Detection of Online Fake News Using N-Gram Analysis and Machine Learning Techniques

Hadeer Ahmed,Issa Traore,Sherif Saad
DOI: https://doi.org/10.1007/978-3-319-69155-8_9
2017-01-01
Abstract:Fake news is a phenomenon which is having a significant impact on our social life, in particular in the political world. Fake news detection is an emerging research area which is gaining interest but involved some challenges due to the limited amount of resources (i.e., datasets, published literature) available. We propose in this paper, a fake news detection model that use n-gram analysis and machine learning techniques. We investigate and compare two different features extraction techniques and six different machine classification techniques. Experimental evaluation yields the best performance using Term Frequency-Inverted Document Frequency (TF-IDF) as feature extraction technique, and Linear Support Vector Machine (LSVM) as a classifier, with an accuracy of 92%.
What problem does this paper attempt to address?

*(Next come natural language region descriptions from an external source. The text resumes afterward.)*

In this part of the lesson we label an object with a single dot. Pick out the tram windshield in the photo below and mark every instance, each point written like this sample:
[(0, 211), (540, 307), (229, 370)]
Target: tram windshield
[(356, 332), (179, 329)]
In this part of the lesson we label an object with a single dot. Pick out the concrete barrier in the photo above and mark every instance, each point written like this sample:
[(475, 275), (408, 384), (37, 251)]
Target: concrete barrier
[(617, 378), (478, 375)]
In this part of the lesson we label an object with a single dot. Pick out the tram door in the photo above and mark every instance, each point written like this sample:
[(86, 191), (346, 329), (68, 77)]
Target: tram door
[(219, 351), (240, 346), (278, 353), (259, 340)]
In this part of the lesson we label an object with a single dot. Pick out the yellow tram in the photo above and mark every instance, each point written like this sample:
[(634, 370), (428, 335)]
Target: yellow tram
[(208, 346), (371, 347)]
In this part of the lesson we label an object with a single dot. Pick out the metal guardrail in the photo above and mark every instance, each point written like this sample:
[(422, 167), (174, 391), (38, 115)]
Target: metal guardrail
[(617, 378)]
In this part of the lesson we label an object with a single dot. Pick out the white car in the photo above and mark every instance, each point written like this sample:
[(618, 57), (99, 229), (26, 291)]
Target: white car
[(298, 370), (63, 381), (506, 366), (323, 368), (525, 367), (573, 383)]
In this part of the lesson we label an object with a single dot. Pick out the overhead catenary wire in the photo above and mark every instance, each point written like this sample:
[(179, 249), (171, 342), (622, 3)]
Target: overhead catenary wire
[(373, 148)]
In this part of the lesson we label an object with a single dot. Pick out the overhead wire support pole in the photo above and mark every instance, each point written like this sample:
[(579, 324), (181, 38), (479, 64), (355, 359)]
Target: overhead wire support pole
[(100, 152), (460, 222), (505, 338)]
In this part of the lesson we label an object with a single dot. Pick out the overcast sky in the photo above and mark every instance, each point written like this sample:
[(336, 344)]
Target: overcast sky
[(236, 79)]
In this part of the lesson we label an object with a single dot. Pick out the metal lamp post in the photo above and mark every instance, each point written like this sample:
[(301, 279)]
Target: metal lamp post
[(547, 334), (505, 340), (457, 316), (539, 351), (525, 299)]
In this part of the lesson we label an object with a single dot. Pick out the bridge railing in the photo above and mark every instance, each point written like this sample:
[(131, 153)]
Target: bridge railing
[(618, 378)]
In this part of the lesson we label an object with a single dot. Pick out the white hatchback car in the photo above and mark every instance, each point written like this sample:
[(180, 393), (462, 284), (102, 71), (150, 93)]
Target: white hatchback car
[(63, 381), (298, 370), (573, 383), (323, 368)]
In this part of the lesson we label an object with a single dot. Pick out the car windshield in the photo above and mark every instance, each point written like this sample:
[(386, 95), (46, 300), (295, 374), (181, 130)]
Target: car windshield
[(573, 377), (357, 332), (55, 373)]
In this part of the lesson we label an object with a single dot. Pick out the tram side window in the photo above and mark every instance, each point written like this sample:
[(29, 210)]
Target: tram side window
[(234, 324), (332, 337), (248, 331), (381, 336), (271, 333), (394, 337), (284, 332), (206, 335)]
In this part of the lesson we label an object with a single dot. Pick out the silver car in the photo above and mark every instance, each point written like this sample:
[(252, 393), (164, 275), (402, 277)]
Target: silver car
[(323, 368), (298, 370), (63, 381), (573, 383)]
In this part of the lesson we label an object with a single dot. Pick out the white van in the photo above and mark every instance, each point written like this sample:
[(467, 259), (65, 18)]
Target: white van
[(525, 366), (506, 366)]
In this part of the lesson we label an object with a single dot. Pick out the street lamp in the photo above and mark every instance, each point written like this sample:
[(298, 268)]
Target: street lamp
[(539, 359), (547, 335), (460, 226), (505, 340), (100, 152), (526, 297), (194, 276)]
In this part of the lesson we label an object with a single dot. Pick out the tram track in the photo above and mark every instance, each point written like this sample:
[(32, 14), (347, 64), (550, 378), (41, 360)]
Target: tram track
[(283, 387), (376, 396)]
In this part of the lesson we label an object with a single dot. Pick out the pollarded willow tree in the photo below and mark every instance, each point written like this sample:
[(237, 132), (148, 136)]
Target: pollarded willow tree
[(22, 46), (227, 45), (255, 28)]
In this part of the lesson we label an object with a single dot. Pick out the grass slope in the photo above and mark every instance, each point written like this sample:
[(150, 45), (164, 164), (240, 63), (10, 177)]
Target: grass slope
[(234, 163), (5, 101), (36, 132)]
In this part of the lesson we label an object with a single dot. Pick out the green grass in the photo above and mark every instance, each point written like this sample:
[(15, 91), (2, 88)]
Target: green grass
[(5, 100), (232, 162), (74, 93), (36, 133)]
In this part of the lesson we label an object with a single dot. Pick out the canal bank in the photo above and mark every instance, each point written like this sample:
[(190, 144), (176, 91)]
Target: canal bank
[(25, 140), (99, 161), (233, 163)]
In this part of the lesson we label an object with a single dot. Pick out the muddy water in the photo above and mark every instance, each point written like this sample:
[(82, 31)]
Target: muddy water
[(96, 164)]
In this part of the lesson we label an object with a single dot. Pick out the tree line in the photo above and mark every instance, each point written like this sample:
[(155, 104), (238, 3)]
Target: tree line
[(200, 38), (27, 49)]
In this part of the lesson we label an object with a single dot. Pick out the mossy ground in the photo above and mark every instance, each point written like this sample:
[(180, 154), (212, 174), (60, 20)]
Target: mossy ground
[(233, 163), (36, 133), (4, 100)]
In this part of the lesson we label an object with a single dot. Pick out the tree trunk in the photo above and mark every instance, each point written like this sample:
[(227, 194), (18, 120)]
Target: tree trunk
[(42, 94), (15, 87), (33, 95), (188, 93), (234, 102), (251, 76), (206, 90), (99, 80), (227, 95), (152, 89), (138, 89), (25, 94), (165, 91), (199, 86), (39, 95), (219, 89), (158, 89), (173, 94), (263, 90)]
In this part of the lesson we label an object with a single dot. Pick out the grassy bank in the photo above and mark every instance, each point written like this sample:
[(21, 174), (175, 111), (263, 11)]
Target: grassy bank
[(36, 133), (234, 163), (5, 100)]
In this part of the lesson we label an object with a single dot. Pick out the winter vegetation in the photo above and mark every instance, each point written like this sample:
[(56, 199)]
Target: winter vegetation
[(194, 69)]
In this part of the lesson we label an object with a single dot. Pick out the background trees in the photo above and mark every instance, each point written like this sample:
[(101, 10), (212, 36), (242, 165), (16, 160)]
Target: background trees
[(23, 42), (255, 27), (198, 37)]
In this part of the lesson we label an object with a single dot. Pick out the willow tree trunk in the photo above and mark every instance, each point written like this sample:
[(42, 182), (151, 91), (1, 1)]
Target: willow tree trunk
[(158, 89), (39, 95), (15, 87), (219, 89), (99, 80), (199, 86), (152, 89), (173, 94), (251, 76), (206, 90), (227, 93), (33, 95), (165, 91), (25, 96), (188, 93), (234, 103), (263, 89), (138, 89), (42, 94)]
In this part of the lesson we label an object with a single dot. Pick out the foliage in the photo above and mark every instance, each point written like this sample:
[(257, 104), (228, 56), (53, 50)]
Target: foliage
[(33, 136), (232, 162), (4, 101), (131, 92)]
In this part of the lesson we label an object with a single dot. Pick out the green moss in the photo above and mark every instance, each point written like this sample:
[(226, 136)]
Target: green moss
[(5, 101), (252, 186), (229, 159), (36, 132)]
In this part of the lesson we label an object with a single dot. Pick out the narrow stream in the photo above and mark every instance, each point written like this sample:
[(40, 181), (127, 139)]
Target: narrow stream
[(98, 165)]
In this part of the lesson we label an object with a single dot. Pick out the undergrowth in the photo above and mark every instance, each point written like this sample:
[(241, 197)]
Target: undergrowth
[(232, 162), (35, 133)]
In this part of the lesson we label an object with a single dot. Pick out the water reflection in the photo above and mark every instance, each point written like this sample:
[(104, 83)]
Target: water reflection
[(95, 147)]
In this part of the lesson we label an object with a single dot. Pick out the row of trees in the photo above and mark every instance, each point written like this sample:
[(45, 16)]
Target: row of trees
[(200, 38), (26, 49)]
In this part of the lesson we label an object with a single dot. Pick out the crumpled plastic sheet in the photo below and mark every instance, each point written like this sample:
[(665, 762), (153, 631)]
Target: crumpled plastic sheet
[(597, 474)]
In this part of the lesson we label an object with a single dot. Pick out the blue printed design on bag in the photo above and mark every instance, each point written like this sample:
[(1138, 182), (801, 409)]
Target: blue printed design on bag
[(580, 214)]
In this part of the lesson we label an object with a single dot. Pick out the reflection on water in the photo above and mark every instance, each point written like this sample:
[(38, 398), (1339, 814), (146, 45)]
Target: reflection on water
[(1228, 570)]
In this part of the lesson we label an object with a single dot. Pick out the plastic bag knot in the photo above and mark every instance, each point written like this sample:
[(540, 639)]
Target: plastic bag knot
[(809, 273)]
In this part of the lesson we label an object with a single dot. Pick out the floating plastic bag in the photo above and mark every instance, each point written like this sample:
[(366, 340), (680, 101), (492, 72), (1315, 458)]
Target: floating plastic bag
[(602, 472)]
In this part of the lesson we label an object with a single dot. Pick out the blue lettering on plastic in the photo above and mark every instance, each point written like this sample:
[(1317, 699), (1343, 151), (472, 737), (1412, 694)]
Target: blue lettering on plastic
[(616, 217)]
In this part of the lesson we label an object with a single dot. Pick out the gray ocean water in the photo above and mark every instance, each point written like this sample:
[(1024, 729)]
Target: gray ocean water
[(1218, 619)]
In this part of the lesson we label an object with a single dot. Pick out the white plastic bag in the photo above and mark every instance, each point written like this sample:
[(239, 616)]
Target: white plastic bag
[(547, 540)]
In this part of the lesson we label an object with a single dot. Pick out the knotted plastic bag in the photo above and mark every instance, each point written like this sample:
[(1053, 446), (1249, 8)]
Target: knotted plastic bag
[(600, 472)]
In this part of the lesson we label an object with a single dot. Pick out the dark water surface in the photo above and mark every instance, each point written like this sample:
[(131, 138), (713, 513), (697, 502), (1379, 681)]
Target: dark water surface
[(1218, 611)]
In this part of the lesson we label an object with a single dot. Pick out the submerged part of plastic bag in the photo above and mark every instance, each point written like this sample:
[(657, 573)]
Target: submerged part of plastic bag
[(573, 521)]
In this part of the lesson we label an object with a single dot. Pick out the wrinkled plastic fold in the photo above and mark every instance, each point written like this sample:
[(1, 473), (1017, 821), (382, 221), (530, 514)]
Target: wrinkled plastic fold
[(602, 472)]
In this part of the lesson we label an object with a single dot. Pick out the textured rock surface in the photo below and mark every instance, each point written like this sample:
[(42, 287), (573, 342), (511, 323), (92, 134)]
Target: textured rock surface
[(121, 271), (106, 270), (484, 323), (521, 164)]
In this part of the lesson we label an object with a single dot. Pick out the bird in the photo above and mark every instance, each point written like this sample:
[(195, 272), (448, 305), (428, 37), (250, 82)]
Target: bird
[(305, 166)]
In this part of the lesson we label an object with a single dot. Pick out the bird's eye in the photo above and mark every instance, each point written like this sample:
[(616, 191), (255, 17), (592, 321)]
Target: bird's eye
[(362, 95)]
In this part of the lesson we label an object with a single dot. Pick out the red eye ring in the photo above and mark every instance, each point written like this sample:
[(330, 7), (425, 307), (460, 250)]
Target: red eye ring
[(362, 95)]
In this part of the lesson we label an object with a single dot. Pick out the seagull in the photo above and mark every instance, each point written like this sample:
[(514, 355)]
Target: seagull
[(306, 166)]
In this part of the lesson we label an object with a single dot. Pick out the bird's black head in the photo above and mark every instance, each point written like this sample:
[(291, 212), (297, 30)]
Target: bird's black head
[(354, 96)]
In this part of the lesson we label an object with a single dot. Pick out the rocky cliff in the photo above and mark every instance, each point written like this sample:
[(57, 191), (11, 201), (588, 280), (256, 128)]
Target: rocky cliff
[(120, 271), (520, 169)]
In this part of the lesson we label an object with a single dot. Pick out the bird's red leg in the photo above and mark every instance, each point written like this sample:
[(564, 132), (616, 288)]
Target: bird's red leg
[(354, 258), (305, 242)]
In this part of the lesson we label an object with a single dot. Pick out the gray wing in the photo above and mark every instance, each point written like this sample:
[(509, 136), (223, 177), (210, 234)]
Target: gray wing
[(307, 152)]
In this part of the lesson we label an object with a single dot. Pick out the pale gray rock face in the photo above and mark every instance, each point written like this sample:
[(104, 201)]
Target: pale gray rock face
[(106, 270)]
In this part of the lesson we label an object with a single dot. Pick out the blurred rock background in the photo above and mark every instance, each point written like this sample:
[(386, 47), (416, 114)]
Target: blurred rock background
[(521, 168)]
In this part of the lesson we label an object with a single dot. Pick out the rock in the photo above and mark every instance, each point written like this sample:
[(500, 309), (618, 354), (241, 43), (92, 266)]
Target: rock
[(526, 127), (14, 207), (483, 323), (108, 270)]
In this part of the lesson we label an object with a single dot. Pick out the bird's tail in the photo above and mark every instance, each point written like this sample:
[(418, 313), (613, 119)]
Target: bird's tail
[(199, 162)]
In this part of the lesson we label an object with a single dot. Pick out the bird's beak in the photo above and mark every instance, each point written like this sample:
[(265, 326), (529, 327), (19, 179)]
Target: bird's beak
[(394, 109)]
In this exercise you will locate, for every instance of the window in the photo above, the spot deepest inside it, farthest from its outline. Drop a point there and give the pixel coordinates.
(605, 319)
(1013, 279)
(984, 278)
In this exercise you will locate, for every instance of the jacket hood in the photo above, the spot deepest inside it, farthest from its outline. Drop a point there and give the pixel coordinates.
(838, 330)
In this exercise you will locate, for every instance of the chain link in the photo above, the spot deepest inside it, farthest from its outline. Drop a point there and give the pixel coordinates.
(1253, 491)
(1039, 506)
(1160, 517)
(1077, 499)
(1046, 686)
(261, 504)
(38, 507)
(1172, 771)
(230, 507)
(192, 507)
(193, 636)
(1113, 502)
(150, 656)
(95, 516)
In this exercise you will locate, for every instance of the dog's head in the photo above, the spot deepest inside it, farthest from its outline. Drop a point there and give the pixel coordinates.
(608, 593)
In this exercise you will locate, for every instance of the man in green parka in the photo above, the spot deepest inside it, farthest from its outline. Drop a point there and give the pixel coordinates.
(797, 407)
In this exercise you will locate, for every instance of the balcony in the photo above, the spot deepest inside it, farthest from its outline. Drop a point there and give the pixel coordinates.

The problem that this paper attempts to solve is the detection of online fake news. Specifically, the authors focus on how to effectively distinguish real news from fake news by using n - gram analysis and machine - learning techniques. This problem has become particularly important in recent years, especially in the political field, because fake news has had a significant impact on social life, especially in the political world. Due to the limited available resources (such as data sets, published literature), fake news detection has become a challenging emerging research area. To meet this challenge, the authors propose a fake - news - detection model based on n - gram analysis and machine - learning techniques. They explore and compare two different feature - extraction techniques and six different machine - classification techniques, and finally find that when using term frequency - inverse document frequency (TF - IDF) as the feature - extraction technique and linear support vector machine (LSVM) as the classifier, the model performs best, with an accuracy rate of 92%. This shows that by rationally choosing the feature - extraction method and classification algorithm, the accuracy of fake - news detection can be effectively improved.